In Piazza Mantegna we found the Basilica di Sant’Andrea, which safeguards the golden vessels said to hold earth soaked by the blood of Christ. Longinus, the soldier who speared Christ on the cross, is said to have scooped up the earth and buried it in Mantua after leaving Palestine. These containers now rest beneath a marble octagon in front of the altar and are paraded around Mantua in a grand procession on Good Friday. Andrea Mantegna, whose art covers the walls of the Palazzo Ducale, is also buried here.
The final stop on my tour with Lorenzo was the Teatro Bibiena, which is famous for hosting a 14-year-old Wolfgang Amadeus Mozart, who played here in 1770. It is shaped like a bell and has four storeys of stucco balconies arranged around curving walls. Before we parted, Lorenzo advised me not to miss visiting the Palazzo Te.
A trip on the lake
I had decided to leave my visit there till my last day as I was now hot and tired and relishing the thought of a relaxing trip on the lake. I am so pleased that I booked the boat trip! Seeing Mantua from the water was a revelation. It looked completely different and the cooling breeze was bliss. Everywhere you looked there was an opportunity to take beautiful photographs of the wildlife. Herons, swans, ducks and moorhens abounded. As I disembarked I felt a lot more lively and was looking forward to my last evening in Mantua. Before I ate I wandered down to the lake’s edge, where there was a medieval fair with activities such as axe-throwing!
The next morning I headed off to the Palazzo Te, which is on the outskirts of the city, but it wasn’t a long walk as Mantua is a small and compact city. Palazzo Te was conceived as a love nest for Duke Federico Gonzaga and his mistress, Isabella Boschetti. I have seen a lot of frescoes in my travels around Italy but nothing quite like the ones that adorn the walls here.

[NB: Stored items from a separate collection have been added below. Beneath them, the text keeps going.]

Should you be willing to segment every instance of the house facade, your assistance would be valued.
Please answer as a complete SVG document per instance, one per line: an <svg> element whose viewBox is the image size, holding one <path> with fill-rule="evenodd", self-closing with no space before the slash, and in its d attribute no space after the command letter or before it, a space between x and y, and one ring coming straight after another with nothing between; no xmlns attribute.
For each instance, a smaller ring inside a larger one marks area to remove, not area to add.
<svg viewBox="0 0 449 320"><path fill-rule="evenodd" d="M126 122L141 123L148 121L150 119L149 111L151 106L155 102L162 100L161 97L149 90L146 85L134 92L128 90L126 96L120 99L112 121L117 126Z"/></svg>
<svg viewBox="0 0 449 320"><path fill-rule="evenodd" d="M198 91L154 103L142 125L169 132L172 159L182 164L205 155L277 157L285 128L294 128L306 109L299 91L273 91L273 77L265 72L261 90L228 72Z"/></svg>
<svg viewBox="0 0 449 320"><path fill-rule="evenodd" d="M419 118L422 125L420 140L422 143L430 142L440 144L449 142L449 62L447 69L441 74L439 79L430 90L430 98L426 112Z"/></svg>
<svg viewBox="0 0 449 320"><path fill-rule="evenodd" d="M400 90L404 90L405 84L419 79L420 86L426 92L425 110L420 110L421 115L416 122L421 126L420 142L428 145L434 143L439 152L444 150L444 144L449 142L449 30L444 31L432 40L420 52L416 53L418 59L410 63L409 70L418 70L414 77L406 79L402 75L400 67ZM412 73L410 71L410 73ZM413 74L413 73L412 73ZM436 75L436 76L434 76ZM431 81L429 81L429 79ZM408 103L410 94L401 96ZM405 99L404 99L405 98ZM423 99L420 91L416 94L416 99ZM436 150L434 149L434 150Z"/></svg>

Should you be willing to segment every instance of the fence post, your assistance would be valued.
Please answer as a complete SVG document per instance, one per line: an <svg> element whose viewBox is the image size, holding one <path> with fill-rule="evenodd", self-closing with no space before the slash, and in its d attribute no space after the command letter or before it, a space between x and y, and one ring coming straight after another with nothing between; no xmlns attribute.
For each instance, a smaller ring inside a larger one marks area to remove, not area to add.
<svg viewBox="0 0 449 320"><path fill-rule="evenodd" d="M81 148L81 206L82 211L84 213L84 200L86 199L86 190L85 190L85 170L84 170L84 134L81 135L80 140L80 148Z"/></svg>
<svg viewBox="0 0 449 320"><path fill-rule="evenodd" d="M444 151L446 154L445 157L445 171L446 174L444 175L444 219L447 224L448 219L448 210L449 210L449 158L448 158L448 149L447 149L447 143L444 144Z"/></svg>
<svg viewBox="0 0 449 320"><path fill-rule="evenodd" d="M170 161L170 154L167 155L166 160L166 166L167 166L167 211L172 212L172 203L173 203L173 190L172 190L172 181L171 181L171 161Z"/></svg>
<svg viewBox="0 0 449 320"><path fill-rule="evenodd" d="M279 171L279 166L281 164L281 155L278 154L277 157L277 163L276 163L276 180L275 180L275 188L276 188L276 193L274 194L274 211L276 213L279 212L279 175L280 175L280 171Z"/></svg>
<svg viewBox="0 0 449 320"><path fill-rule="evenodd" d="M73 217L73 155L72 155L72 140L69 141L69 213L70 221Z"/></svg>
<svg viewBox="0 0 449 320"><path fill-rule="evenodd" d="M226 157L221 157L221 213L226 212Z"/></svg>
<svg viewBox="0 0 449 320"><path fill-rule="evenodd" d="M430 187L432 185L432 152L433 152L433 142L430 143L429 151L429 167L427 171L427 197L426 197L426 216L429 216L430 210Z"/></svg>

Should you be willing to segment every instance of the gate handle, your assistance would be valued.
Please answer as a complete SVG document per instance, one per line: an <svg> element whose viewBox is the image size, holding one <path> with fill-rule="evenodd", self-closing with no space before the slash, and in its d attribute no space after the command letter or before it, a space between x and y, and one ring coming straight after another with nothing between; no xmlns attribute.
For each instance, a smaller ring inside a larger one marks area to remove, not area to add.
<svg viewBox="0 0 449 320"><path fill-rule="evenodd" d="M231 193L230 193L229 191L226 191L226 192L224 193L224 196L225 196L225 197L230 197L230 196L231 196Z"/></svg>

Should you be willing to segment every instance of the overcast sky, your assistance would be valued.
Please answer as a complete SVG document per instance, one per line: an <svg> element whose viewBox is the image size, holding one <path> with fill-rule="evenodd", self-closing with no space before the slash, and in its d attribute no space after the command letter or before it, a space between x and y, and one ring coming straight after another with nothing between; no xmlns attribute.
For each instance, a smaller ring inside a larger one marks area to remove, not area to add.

The Sala dei giganti is full of grotesque giants and monsters, and the Cupid and Psyche room, where the Duke held his banquets, depicts bacchanalian scenes beyond description.
As I wandered back to the centre to have lunch I enjoyed looking in the shop windows at all the local foodie delights. One of the best known local specialities is torta sbrisolona. It is like the top of an apple crumble but crisper. According to local tradition it is not cut into slices, but is broken up by punching it in the middle; if it crumbles, it has been well made! Another unusual, crunchy dessert is the sweet torta di tagliatelle, made with thin egg noodles and almonds.
I had heard that Mantua had quite a few literary and musical connections. It was the birthplace of the poet Virgil and also the refuge where Shakespeare sent Romeo into exile from Verona, and it is also the setting for Verdi’s opera Rigoletto. These links are all celebrated in street names and monuments around the city. Indeed, there is a Casa di Rigoletto, which you can visit and have a photo taken with his statue.
My stay in Mantua was nearly over and as I returned to pack in my hotel room, I stepped out onto my balcony to enjoy the view one last time. I gazed at the tower on my right that had a metal cage hanging from it. Lorenzo had told me the story of the Torre della Gabbia, the Tower of the Cage. Duke Guglielmo Gonzaga had the cage erected on the tower. The cage was used to publicly expose criminals as a warning to the public. In 1798, the municipality asked the owner to destroy the cage but it was preserved to show the history of the tower.
So yes, I do agree with Aldous Huxley that Mantua is an evocative, romantic city, but it certainly has its gruesome stories too.